The publication describes the fundamentals of cable performance and condition monitoring techniques. It identifies those techniques that show potential for further development and eventual implementation into a cable ageing management programme.
The group of experts involved in the IAEA Coordinated Research Project (CRP I21021) established a benchmarking programme to provide guidelines for monitoring the performance of insulation and jacket materials of existing cables and develop a programme of cable degradation monitoring, focusing on low voltage instrumentation and control (I&C) cables. However, the same principles and techniques may be applied to all cable types since the materials and degradation mechanisms are generally the same.
“In instrumentation and control systems, cable ageing and the need for condition monitoring is one of the most important aspects of plant life extension,” explained Ki-Sig Kang, IAEA Scientific Secretary of the CRP. Cables, especially their insulation and jacket material, are vulnerable to ageing degradation during normal operation. “Condition monitoring techniques yield usable and traceable results,” he said.

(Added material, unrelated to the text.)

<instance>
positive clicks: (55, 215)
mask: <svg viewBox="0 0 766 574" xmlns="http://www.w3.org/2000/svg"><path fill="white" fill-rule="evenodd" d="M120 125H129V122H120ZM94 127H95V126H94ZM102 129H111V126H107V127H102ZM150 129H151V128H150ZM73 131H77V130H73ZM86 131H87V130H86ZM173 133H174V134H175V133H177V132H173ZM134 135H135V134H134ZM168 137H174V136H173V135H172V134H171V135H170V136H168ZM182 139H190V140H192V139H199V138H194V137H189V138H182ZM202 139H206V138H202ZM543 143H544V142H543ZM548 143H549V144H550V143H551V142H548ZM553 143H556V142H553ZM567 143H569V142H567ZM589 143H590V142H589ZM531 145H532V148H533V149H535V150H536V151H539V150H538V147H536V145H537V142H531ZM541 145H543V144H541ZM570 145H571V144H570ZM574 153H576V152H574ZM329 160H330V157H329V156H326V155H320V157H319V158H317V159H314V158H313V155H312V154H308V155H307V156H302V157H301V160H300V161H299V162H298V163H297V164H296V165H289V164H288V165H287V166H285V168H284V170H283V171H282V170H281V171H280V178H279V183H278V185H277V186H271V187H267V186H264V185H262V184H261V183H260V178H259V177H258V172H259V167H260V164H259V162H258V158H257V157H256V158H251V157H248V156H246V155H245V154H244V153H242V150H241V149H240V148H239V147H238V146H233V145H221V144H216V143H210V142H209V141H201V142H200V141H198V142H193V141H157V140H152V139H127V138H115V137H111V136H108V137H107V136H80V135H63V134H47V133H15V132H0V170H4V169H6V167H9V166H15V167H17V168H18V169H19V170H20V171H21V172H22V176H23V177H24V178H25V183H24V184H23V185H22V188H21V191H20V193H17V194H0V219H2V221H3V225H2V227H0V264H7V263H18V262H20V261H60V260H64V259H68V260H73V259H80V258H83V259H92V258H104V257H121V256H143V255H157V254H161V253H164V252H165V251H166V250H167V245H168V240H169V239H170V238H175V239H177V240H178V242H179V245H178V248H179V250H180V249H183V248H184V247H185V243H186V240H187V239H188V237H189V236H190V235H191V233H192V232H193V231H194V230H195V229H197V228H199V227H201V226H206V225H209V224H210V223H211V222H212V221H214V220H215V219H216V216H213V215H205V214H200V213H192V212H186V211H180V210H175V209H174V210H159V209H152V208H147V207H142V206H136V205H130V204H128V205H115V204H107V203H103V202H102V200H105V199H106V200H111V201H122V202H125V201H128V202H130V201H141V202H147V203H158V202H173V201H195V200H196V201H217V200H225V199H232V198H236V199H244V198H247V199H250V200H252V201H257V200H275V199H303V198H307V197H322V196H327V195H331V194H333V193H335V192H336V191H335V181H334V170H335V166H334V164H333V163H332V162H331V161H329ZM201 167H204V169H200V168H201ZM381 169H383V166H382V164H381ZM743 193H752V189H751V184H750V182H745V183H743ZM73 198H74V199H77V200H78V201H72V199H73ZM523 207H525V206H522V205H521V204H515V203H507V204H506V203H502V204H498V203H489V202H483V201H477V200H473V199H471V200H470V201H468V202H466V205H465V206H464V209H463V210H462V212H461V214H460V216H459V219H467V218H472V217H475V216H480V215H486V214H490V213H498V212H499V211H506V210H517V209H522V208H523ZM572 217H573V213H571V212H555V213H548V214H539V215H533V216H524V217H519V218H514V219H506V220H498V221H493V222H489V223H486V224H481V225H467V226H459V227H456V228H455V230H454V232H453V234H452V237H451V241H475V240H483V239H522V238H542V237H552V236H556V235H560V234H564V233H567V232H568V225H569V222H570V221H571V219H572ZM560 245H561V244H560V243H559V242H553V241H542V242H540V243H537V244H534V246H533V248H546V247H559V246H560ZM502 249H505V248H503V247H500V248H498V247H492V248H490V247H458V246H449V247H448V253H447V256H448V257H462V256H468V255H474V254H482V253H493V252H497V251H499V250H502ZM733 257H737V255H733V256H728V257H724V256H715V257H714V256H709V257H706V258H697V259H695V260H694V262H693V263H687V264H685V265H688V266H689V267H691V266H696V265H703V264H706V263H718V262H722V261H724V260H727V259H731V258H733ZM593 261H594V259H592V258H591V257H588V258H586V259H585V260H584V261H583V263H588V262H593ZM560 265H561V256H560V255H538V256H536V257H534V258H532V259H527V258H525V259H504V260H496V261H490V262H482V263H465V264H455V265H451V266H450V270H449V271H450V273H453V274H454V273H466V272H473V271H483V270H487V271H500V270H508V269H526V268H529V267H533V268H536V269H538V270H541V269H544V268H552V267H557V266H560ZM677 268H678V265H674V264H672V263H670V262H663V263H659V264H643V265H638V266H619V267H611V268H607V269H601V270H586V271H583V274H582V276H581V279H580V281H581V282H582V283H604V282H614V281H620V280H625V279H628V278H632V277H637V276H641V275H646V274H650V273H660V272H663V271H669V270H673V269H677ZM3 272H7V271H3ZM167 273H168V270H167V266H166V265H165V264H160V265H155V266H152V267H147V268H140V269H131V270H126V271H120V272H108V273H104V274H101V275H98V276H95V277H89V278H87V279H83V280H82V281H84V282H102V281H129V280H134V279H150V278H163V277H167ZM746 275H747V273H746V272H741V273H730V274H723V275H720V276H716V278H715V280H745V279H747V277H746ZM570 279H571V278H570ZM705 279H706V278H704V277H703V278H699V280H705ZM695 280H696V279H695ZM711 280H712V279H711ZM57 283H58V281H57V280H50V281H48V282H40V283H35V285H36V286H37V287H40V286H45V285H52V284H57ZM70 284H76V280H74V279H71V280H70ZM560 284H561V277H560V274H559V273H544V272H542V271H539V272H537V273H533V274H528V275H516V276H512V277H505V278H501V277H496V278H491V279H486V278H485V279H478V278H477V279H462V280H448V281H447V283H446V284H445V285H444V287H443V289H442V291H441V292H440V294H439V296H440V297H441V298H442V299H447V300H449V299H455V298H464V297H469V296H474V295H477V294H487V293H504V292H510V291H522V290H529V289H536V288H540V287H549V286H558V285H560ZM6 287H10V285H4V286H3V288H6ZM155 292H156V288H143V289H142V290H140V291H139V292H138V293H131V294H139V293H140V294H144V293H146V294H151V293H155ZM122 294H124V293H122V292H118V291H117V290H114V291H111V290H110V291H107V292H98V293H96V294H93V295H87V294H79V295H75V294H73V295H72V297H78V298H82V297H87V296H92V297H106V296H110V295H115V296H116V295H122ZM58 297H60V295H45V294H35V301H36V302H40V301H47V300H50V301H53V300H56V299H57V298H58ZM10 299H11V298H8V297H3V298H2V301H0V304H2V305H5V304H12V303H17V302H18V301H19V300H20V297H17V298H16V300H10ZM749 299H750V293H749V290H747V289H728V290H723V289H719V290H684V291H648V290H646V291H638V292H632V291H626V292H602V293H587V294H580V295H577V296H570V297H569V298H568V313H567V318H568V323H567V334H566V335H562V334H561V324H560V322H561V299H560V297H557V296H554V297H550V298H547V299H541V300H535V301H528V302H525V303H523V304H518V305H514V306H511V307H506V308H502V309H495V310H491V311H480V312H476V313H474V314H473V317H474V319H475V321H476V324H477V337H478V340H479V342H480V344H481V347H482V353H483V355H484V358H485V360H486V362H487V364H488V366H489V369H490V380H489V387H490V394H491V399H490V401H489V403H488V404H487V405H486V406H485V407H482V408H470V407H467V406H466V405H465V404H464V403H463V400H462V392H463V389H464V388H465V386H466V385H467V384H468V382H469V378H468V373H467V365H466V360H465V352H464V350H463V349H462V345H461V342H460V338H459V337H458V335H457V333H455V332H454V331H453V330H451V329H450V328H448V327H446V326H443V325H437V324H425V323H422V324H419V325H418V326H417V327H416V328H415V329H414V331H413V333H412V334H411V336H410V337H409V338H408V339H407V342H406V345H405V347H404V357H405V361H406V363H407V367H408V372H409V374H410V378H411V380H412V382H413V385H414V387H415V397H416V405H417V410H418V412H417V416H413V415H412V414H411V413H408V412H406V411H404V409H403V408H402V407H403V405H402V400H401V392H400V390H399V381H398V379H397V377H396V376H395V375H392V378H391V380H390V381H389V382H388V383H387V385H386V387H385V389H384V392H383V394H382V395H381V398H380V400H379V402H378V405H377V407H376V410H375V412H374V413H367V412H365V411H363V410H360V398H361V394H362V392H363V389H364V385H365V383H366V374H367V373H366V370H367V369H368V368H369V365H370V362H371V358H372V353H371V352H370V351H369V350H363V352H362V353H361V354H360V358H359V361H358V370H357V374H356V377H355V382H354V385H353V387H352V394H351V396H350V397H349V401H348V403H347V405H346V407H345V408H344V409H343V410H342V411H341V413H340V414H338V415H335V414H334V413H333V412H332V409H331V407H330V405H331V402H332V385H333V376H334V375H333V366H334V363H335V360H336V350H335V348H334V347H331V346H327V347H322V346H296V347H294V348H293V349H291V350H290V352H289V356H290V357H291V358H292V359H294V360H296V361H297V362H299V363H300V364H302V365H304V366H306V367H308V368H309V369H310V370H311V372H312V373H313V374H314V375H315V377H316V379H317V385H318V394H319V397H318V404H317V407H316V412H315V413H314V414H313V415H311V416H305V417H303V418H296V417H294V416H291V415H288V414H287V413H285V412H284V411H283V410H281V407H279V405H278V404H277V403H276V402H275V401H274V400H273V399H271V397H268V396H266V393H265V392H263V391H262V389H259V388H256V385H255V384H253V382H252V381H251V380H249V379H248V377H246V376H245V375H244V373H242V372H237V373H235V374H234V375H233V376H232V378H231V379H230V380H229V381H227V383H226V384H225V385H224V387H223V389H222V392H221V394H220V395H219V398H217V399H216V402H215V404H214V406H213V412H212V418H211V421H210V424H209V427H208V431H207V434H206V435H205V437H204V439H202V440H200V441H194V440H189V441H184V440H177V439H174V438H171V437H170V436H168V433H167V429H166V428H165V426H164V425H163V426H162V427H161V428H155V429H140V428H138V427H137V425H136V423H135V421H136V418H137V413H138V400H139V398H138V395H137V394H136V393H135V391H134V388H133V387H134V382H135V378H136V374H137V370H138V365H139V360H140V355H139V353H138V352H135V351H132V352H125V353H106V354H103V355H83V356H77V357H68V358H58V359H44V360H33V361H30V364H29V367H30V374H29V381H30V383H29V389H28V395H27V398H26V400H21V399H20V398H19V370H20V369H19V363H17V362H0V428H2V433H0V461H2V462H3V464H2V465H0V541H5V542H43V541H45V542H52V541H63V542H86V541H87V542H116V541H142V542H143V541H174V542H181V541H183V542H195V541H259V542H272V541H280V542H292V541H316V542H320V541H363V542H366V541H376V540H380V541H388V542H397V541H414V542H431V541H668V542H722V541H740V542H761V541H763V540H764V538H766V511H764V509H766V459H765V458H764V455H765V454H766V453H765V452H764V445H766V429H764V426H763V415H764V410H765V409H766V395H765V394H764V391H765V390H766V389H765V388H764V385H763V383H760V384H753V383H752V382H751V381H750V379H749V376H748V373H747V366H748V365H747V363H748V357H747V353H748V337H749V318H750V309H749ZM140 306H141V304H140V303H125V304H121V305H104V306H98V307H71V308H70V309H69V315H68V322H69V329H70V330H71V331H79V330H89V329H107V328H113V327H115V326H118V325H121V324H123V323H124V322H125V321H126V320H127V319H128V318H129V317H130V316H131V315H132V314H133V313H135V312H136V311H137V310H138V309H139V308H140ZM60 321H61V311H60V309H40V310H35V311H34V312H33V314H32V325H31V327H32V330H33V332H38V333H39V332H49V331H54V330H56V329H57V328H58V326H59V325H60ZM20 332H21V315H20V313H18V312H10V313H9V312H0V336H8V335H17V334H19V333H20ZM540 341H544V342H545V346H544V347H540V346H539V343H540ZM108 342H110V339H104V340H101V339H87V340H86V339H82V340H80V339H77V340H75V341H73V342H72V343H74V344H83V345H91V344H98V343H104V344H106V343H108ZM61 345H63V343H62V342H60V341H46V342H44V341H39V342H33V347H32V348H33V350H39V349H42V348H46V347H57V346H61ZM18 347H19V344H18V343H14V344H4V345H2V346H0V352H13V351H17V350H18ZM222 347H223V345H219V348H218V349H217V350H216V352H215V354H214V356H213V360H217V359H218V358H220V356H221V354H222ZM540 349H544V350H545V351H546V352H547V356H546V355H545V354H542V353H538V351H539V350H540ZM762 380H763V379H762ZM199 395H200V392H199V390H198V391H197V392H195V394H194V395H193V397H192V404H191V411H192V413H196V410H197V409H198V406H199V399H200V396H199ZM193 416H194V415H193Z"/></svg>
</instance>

Six manufacturers from Belgium, China, Sweden, Germany and the USA had donated cable samples for the benchmark analysis. These samples were aged in an irradiation cell or a thermal chamber, replicating thermal or radiation conditions in a nuclear power plant. Test results from before and after ageing were compared to identify best condition monitoring techniques and provide recommendations for their improvement. In particular, 12 types of cable insulations or jacket materials were tested using 14 different condition monitoring techniques.
The results of the benchmark analyses indicated that in situ tests of the cables did not show great promise against degradation or ageing, although these methods are known to be very effective for finding and locating faults in cable insulation material. Instead, electrical methods such as insulation resistance and reflectometry techniques can be more effective for locating insulation damage, hot spots, or other faults in various cable types. “The advantage of electrical methods is that they can be used for testing of installed cables while the nuclear power plant is in operation,” Kang said.
The new publication updates information in the IAEA Nuclear Energy Series publication of 2012 on Assessing and Managing Cable Ageing in Nuclear Power Plants (NP-T-3.6).